Data were collected retrospectively and for both care settings at one measurement point in time (6 to 12 months after birth). Accordingly, a biased memory (recall bias) or an insufficiently differentiated (halo effect) or too strongly contrasted judgment of the separate settings (contrast effects) cannot be excluded [57]. The data were collected in a district in southwestern Germany, so that their general representativeness for midwifery care is not given. The analysis of data from further parent samples would be desirable to critically examine the generalizability of the findings. Local dependencies of the items were considered to ensure construct validity for both settings (see Additional file 1). Although this is associated with uncertainties in the modeled covariance structure, it is in line with the recommended procedure for RS analysis [27, 42].

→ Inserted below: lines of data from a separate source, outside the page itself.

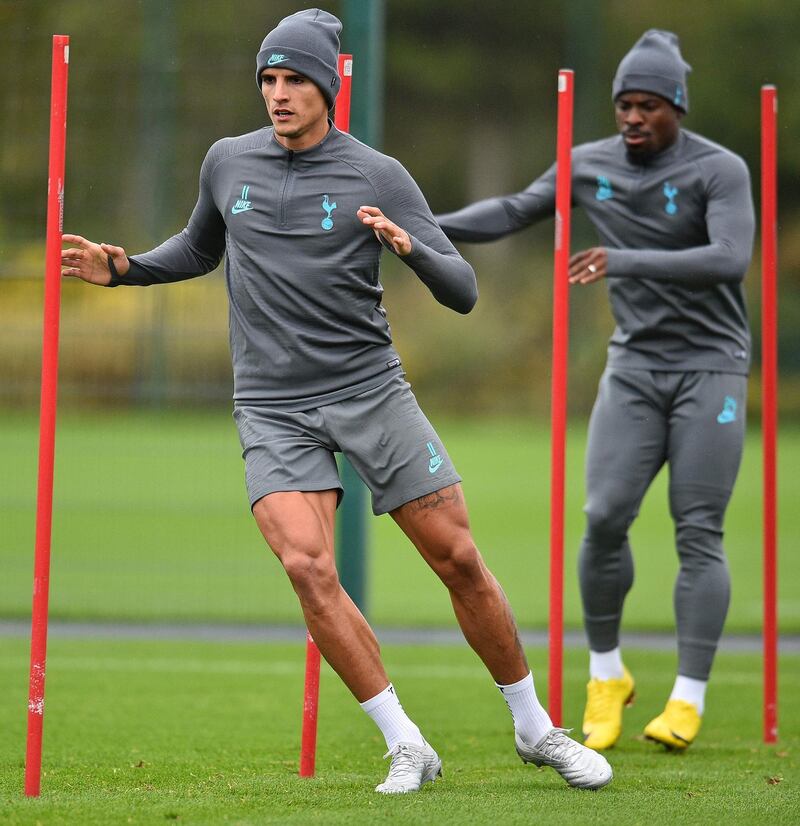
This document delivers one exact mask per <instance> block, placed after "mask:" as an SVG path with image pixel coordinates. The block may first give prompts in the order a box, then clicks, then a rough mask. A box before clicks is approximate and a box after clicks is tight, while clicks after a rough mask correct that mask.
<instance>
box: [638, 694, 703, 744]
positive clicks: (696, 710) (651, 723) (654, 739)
mask: <svg viewBox="0 0 800 826" xmlns="http://www.w3.org/2000/svg"><path fill="white" fill-rule="evenodd" d="M702 721H703V718H702V717H701V716H700V715H699V714H698V713H697V706H696V705H695V704H694V703H689V702H687V701H686V700H668V701H667V705H666V708H665V709H664V711H663V712H662V713H661V714H659V715H658V717H656V718H655V719H654V720H651V721H650V722H649V723H648V724H647V725H646V726H645V729H644V736H645V737H647V739H648V740H655V742H656V743H662V744H663V745H665V746H666V747H667V748H669V749H685V748H687V747H688V746H690V745H691V744H692V741H693V740H694V738H695V737H697V732H698V731H700V723H701V722H702Z"/></svg>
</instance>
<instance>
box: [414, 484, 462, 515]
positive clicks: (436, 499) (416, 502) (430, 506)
mask: <svg viewBox="0 0 800 826" xmlns="http://www.w3.org/2000/svg"><path fill="white" fill-rule="evenodd" d="M460 500H461V490H460V489H459V487H458V485H451V486H450V487H449V488H442V489H441V490H435V491H434V492H433V493H428V494H426V495H425V496H420V497H419V499H412V501H411V502H409V503H408V504H409V506H410V507H411V509H412V510H413V511H424V510H434V509H436V508H441V507H444V506H446V505H449V504H451V503H453V502H459V501H460Z"/></svg>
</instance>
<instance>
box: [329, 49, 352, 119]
mask: <svg viewBox="0 0 800 826" xmlns="http://www.w3.org/2000/svg"><path fill="white" fill-rule="evenodd" d="M338 67H339V77H340V78H341V79H342V85H341V86H340V87H339V94H338V95H337V96H336V110H335V111H334V113H333V122H334V124H335V126H336V128H337V129H338V130H339V131H340V132H349V131H350V93H351V90H352V87H353V55H351V54H340V55H339V64H338Z"/></svg>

Furthermore, it has to be noted that despite the SEM approach, the RS analysis must be understood as at least partially exploratory [58]. The chosen analysis approach ensured that all significant moderation effects of the settings were considered in an integrated manner in the overall model. Hence, all decisions could be substantiated transparently, and all forms of RS could be determined. As an alternative to our procedure of full parameter-specific significance testing, the equally exploratory modification indices-based iterative procedure of “specification search” by Oort [28] or “Then” test [59] could be used. RS analysis can only identify which RS are present without being able to identify their causes [46]. To be able to test the significance of RS effects for the quality of obstetric care provided by midwives, theory-based structural models in which not only SDM and empathy but also their consequences are modeled should be empirically investigated [60]. Furthermore, theoretically relevant covariates should be considered or interventions with item-selective effect hypotheses (e.g., targeted promotion of emotional components of midwives’ empathy) should be tested. Also, other care settings, such as postnatal care or care after miscarriage, should be investigated in order to empirically analyze the interaction of setting characteristics and the SDM-Q-9-M and CARE-8-M measurement instruments.

Conclusion

Empathy and SDM are of particular importance in care settings because they represent process characteristics that are essential determinants of primary treatment outcomes (patient-reported outcomes: e.g. quality of life, patient satisfaction, quality of care) [60,61,62]. The results indicate that the process-oriented instruments for measuring SDM (SDM-Q-9-M) and Empathy (CARE-8-M), which are widely accepted in patient-centered care [62], could be successfully transferred to the field of midwifery care. We were able to identify item-specific RS effects for both instruments. When these are taken into account, valid comparisons between care settings can be made [28, 46, 58]. In midwifery practice, the two instruments can be used to assess women’s views of their SDM and empathy needs in a setting-specific manner. Thus, the midwife’s professional role can be better understood in terms of the midwife-woman relationship [63]. The scales allow the identification of setting-specific strengths and weaknesses in everyday care in order to develop targeted measures for the promotion of midwifery competencies in terms of woman-centered qualitative care [64]. For this purpose, the results reveal relevant starting points for interventions: (i) Strengthen the focus on woman-centered care aspects in the birth setting, (ii) optimizing SDM processes independent of the care setting. In contrast to existing assessment tools (e.g., Midwifery Empathy Scale [64]), it is possible to use the present scales for both external and self-assessment (e.g. [63]). The systematic comparison results in a better understanding of perspective-related differences and results in improved midwife-woman interactions [65].